June Gottleib portrays an elderly patient – a little kvetchy and a little racist. But then, as the “Avenue Q” song goes, “Everyone’s a Little Bit Racist,” especially in this office. The doctor is trying to get rid of his African American employee, Jaclyn (Phillips) because she “doesn’t fit in.” So, while she’s out sick for five days, he promotes Ileen (Salois) to office manager (there are only the two of them in the front office), and asks her to take notes on Jaclyn’s behavior, so they have documented cause for moving her out. He laments “those superficial laws about harassment.”
This, of course, dramatically changes the heretofore friendly relationship between Ileen and Jaclyn. One becomes compulsively suspicious; the other becomes defensive, then resentful, then vindictive.
There are power plays all over the place, not to mention manipulations. It’s not a pretty picture but (despite its exaggerations and histrionics), it could be a somewhat accurate one.
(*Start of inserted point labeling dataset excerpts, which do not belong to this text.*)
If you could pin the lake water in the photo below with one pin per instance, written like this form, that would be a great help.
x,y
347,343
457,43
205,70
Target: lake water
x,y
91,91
Phillips commands the show. There’s not a false move or moment in her performance, as Jaclyn hurls her lifetime of accumulated grievances at Ileen. As her cohort, Salois starts off a bit over the top, but settles in to a doggedness that devolves into borderline hysteria once the stakes get higher and the malice escalates. There could be more ambivalence in Ileen’s early relationship to Jaclyn. The vacillation is in the text, but it’s not always clear if Ileen’s expressed uncertainty or humanity is authentic.
Vantage is inaugurating a new performance space, in an annex of the Congregational Church in downtown La Jolla. The bridge-chairs aren’t raked, but they’re staggered, which facilitates sightlines, and the small stage is elevated (the facility is reminiscent of Vantage’s former locale at the Swedenborgian Church Hall in University Heights).